From the Surgeon General to the local doctor it's been "enshrined" that nicotine is addictive.  They say so. They tell you so. You've heard it ever since you can remember.  It must be.  The tobacco executives were forced to concede that it is.

Or are we the victims of one the most successful intentional misrepresentations as part of the war on tobacco?

A Critique of Nicotine Addiction
Hanan Frenk
Dept. of Psychology, Tel Aviv University, Israel
Reuven Dar
Dept. of Psychology, Tel Aviv University, Israel

Nicotine is almost universally believed to be the major factor that motivates smoking and impedes
cessation. Authorities such as the Surgeon General of the USA and the Royal College of Physicians in
the UK have declared that nicotine is as addictive as heroin and cocaine. This book is a critique of the
nicotine addiction hypothesis, based on a critical review of the research literature that purports to prove
that nicotine is as addictive drug. The review is based on a re-examination of more than 700 articles and
books on this subject, including animal and human experimental studies, effects of `nicotine replacement
therapies', and many other relevant sources.
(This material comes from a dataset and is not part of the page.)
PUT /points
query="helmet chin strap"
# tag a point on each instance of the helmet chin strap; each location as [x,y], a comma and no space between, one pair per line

This review concludes that on present evidence, there is
every reason to reject the generally accepted theory that nicotine has a major role in cigarette smoking.
A critical examination of the criteria for drug addiction demonstrates that none of these criteria is met by
nicotine, and that it is much more likely that nicotine in fact limits rather than facilitates smoking.

Kluwer Academic Publishers, Boston

Critics Question Researchers' Motives

From the journal Addiction:  "Another mirror shattered?  Tobacco industry involvement suspected in a book which claims that nicotine is not addictive"  [Click here to read]

Authors Respond

"Another ‘gold standard’ shattered? Re-opening the ‘done deal’ of conflict of interest disclosure" [Click here to read]

Authors Publish Editorial (Unrelated to Addiction criticism)

Nicotine Addiction: Fact or Theory? published in Addiction Research and Therapy [Click here to read]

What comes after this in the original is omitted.